To test this out, I created a simple Python script to act as an image processor that can be inserted into a Jpeg video stream using MQTT as a way of moving the data around. The collection of scripts to generate, process and display the video can be found here. The imageproc.py script uses TensorFlow to shrink each frame in the stream by a factor of two (using average pooling) and then performing simple edge detection using a discrete Laplacian, implemented with a 2-D convolution. Jpeg encoding and decoding is also performed using TensorFlow functions.
The frame rate tops out at around 17 frames per second on my i7-2700K/GTX 970 machine (video source frame rate was 30 frames per second). I am guessing that there is a finite startup latency in TensorFlow – it’s no doubt highly inefficient to run the graph with one image at a time.

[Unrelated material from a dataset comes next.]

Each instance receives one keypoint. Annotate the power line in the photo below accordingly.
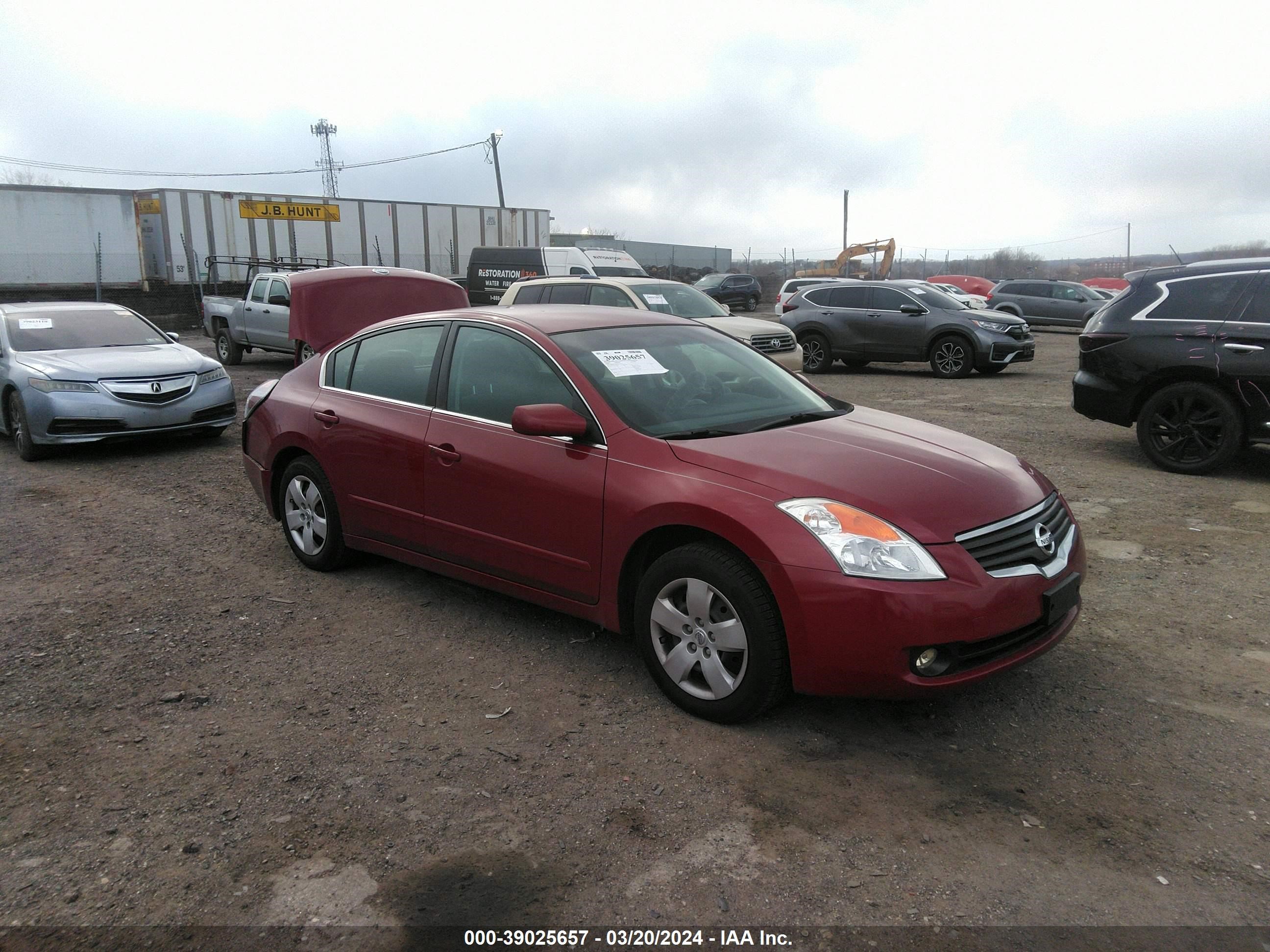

There’s no rocket science here and the functionality is trivial. However, it is interesting to think how else TensorFlow can be used. Given the incredible interest and the likelihood of dedicated hardware acceleration one day, there might be considerable value in mapping problems onto TensorFlow graphs.

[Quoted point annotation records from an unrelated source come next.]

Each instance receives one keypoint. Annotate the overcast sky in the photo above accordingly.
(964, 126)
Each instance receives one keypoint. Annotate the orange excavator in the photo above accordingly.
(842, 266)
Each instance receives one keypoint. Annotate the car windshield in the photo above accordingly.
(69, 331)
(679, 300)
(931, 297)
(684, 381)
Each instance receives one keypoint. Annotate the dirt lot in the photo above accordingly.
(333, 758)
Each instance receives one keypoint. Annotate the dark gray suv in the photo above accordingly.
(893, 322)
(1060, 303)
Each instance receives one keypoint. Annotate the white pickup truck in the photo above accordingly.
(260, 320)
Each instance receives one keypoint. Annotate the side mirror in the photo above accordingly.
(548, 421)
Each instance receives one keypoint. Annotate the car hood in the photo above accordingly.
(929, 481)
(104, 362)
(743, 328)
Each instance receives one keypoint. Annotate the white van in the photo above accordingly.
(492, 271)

Great tutorial here showing a fun use of TensorFlow to fill in missing parts in images of faces. The training part took just over two hours on my i7-5820K/GTX 1070 machine (80 epochs). Clearly the GPU was getting used a lot – nvidia-smi reported over 150W of power being used at times. Nice to see. I used the LFW image set for training as it can be downloaded without filling in forms and things.
Had a few small issues getting things running properly – probably my errors. My system required an extra few pre-requisites:
sudo apt-get install libboost-python-dev sudo pip install --upgrade dlib sudo pip install --upgrade scipy
Seems that the SciPy version has to be at least 0.18. 0.16 didn’t work.
Also, the models have to be downloaded for OpenFace:
cd <path to openface>/models ./get-models.sh
With all that done, training worked just fine and it was time to move on to testing the completion code. Since I was using Python 2.7, I had to make a change in model.py as otherwise it would blow up on an unsupported parameter when creating the output directories. The start of the complete() function should look like this to work with Python 2.7:
if not os.path.exists(os.path.join(config.outDir, 'hats_imgs')): os.makedirs(os.path.join(config.outDir, 'hats_imgs')) if not os.path.exists(os.path.join(config.outDir, 'completed')): os.makedirs(os.path.join(config.outDir, 'completed'))
Another problem I had with running completion was that model.py could not find the checkpoint from the training session. The load() function in model.py was post-pending the model_dir to the checkpoint_dir. Just commenting out this line fixed the problem. The results of the completion process are shown in the gif. I was lazy and used some faces from the training set – I really should have found some different images to test the results with of course.